How to operate the scheme
Employers operating the Regional Employer NICs Holiday scheme will need to withhold the employer NICs that they would normally pay to HMRC in respect of the first 10 qualifying employees. The holiday period for each employee runs from the date on which the employee was taken on (which must be within the first year of business) for 12 months or, if earlier, until the end of the scheme (6 September 2013). However, the holiday period will end before the 12 months is up if the £5,000 limit per employee is reached earlier. If the employer recruits more than 10 employees at the same time, the employer is free to choose which employees are qualifying employees under the scheme. The more the employee is paid, the higher the potential NIC savings for the employer.

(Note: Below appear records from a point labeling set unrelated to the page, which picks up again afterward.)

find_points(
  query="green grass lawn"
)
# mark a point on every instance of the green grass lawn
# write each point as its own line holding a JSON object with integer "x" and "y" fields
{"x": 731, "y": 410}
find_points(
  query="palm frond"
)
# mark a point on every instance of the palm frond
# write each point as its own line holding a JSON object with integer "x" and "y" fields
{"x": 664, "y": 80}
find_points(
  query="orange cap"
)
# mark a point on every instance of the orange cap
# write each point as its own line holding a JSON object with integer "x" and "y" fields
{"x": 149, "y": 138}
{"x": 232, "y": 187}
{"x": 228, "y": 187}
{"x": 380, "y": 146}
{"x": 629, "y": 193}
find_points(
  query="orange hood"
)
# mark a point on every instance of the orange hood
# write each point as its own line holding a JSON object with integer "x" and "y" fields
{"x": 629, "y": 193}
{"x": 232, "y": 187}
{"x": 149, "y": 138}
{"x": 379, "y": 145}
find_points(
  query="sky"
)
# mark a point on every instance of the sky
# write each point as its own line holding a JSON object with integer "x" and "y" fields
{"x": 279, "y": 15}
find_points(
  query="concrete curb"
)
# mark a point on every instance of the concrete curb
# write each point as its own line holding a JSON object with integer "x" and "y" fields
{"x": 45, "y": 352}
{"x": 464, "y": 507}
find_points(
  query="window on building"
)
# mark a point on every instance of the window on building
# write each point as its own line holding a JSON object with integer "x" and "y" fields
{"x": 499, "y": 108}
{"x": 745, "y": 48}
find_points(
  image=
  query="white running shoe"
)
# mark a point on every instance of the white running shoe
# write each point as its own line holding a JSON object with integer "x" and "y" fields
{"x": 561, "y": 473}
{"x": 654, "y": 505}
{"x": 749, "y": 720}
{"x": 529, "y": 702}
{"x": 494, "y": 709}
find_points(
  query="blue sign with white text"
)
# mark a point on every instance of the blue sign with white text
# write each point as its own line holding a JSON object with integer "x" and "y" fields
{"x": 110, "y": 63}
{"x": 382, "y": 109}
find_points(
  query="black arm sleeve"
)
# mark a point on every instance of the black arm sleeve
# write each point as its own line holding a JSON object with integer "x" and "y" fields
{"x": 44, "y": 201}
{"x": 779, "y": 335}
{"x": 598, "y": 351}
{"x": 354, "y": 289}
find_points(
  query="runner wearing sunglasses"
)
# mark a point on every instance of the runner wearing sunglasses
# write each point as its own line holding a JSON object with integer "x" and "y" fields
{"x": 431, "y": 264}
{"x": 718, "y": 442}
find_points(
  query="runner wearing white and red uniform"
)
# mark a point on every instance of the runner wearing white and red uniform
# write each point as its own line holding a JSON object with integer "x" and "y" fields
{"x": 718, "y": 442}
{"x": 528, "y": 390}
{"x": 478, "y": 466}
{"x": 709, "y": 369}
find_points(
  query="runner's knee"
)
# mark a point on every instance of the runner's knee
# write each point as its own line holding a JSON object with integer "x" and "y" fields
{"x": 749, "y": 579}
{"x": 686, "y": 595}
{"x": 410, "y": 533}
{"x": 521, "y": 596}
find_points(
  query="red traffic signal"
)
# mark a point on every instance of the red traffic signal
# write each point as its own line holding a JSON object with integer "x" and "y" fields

If the employee is a member of a contracted–out pension scheme, the employer can withhold the amount of NIC payable at the relevant not contracted out rate.
At the end of each month or quarter, the amount that the employer pays over to HMRC is the amount calculated in accordance with the normal rules, less the amount of employer NICs benefiting from the holiday. HMRC provides a record keeping form at www.hmrc.gov.uk/forms/e89.pdf. These records can be inspected by HMRC.
Start Up Ltd set up in business in Manchester on 1 October 2012. It hired five employees on 5 October 2012, a further three employees on 4 January 2013 and a further four employees on 10 November 2013.
The business is a new business and it is not in an excluded area. It applies to join the 2012 Regional Employer NICs Holiday scheme. The initial period runs from 1 October 2012 to 5 September 2013. As only eight employees were taken on in this period the holiday applies in respect of all eight. The employees who started on 10 November 2013 joined after the scheme ended and are therefore not within the scope of the scheme.
As regards to the employees who commenced work on 5 October 2012, the holiday period runs until 5 September 2013, unless the £5,000 employer NIC saving limit is reached before this date. Similarly, for the employees who joined on 4 January 2013, the holiday period runs until 5 September 2013, unless the £5,000 limit is reached before that date.
Further guidance on the scheme, including a postcode checker, can be found at www.hmrc.gov.uk/paye/intro/nics-holiday/index.htm.